Jesus Our Perfect Example: Lessons From The Wilderness Part Three

This is the third in a series, Jesus Our Perfect Example: Lessons From The Wilderness, I have been doing for the past two weeks. I have already treated Part One and Two in the Previous posts. This week, I bring you Part Three.

7: Guard Against Unbelief
If thou be the Son of God... (Matthew 4:3).
"...If thou be the Son of God...." These are familiar words; we hear them everyday in different forms: “If you are a Christian, why are you still not married?" "If you're a Christian, why haven't you gotten a job yet?" "You say you're a Christian, why are things not going well with you?" "You claim you're a Christian, look at your friends, they are all doing well, but you, you can't even make ends meet". Sometimes, we even ask ourselves those same questions. Ever asked yourself "WHY ME?" I believe we‘ve heard these words before, if not in the same wordings, they have appeared in different forms.

Now you understand why I said "...if thou be the Son of God..." are familiar words? These words have only one objective: plant doubt and fear in our hearts concerning the promises of God for our lives. The fact is; our faith and trust in God only comes under attack when things are not going well. Those moments are the moments we have to remain resilient:
If thou faint in the day of adversity, thy strength is small. (Proverbs 24:10).
The devil has no new tricks. His tricks have always been to get us to doubt God's word leading to disobedience. In the garden of Eden, the devil said to Eve "...hath God said, Ye shall not eat of every tree of the garden?" (Genesis 3:1). When Job hit a low in his life, his wife said "curse God and die" (Job 2:9). When childbirth was delaying, Sarah offered Abraham an alternative outside of God's promise. Faith and trust in God is mandatory, there are no alternatives around it: " ...without faith it is impossible to please him..." Faith will get us far. Unbelief on the other hand will rob us of God's promises for our lives:
And to whom sware he that they should not enter into his rest, but to them that believed not?
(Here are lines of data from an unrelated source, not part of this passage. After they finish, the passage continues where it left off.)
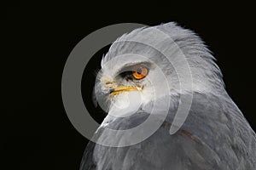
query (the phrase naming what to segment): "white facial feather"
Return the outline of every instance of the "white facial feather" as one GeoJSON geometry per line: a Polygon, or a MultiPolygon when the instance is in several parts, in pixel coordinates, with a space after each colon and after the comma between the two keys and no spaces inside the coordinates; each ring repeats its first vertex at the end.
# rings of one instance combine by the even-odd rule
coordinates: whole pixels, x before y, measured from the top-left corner
{"type": "MultiPolygon", "coordinates": [[[[203,42],[193,31],[175,23],[137,29],[117,39],[102,60],[100,79],[102,77],[119,83],[116,86],[144,87],[139,92],[108,96],[109,113],[113,116],[121,112],[124,113],[121,115],[136,112],[140,107],[165,95],[178,95],[186,91],[224,92],[221,71],[203,42]],[[117,74],[125,65],[141,62],[149,62],[153,65],[144,79],[116,80],[117,74]],[[192,88],[189,88],[190,84],[186,82],[189,76],[192,76],[192,88]],[[181,81],[183,81],[183,87],[181,81]],[[164,82],[168,84],[165,85],[164,82]],[[128,94],[129,105],[125,94],[128,94]]],[[[96,85],[96,92],[104,90],[106,87],[102,82],[96,85]]]]}

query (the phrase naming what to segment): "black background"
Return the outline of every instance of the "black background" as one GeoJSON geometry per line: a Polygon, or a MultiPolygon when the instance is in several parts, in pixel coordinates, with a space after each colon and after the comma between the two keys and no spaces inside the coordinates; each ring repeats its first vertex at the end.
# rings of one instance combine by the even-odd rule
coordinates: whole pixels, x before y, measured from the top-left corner
{"type": "MultiPolygon", "coordinates": [[[[62,70],[81,39],[117,23],[177,21],[197,32],[218,60],[228,93],[256,129],[253,5],[206,1],[95,3],[12,2],[4,7],[1,169],[79,169],[88,141],[65,113],[62,70]]],[[[101,55],[87,68],[89,74],[98,67],[101,55]]],[[[93,78],[83,82],[84,97],[93,82],[93,78]]],[[[98,121],[102,117],[96,116],[98,121]]]]}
So we see that they could not enter in because of unbelief. (Hebrews 3:18-19).

8: Guard Against Pride
And when the tempter came to him, he said, If thou be the Son of God, command that these stones be made bread (Matthew 4:3).
The whole of Matthew 4:3 can be paraphrased to read: "If you're the Son of God, prove it". It was a temptation aimed to cause Jesus to act independenty of the Father and abuse His powers as the Son of God.Lets face it; we are all prone to abusing whatever power, rights, position or gifts we have.

Because of our suscesptibility to pride, caution should be our watchword whenever we find ourselves in a place of privilege. We are all nothing but products of God's grace and mercies. We have no point to prove in this life. Absolutely no point!
...what hast thou that thou didst not receive? now if thou didst receive it, why dost thou glory, as if thou hadst not received it? (1 Corinthians 4:7).

Now, it's very likely any of us will fit into one or more of the descriptions that follows: (1) Flaunting our gifts and abilities around to deliberately intimidate others. (2) Throwing our weight around to let people know "where power lies". (3) Getting to a point in life we can't take criticism. (4) Looking down on others... The list and manifestation of pride is tall, but for space, let me conclude that pride is a canker that lives inside all of us and it's our personal responsibility to make sure we deal with this canker by submitting ourselves daily to the Spirit of God.

9: Arm Yourself With The Word of God
But he answered and said, It is written, Man shall not live by bread alone, but by every word that proceedeth out of the mouth of God (Matthew 4:4)
"It is written": the phrase indicates Jesus was making reference to a Scripture that was relevant in resisting the devil's temptations. If we examine the original Scripture from which Jesus quoted, we will get a good picture. Have a look:
And he humbled thee, and suffered thee to hunger, and fed thee with manna, which thou knewest not, neither did thy fathers know; that he might make thee know that man doth not live by bread only, but by every word that proceedeth out of the mouth of the LORD doth man live (Deuteronomy 8:3).
The first words of Deut. 8:3 is worth noting: "He humbled thee, and suffered thee to hunger..." In Matthew 4:4, we see Jesus drawing an analogy from Scripture (Deut 8:3) and applying it to His situation. He rightly divided the Word of truth. Jesus quoting from this Scripture simply meant He knew and understood from the Word why He was in the wildernes. In His full humanity, He was in the wilderness to be humbled;learn dependence on the Father (In the earlier messages, I wrote on Jesus' humanity and humility).

Friends, in all circumstances, the Word is relevant! We see in Matthew 4:4 that Jesus interpreted His circumstances by referring to the Word. Are you in any situation that's against you? Subject your situation to the Word. If we going to have victory in this walk of faith, we must, as a matter of necessity, arm ourselves with the Word. The Word practically has answers to all of life's issues. Never doubt that: “Thy word is a lamp unto my feet, and a light unto my path.“ (Psalms 119:105).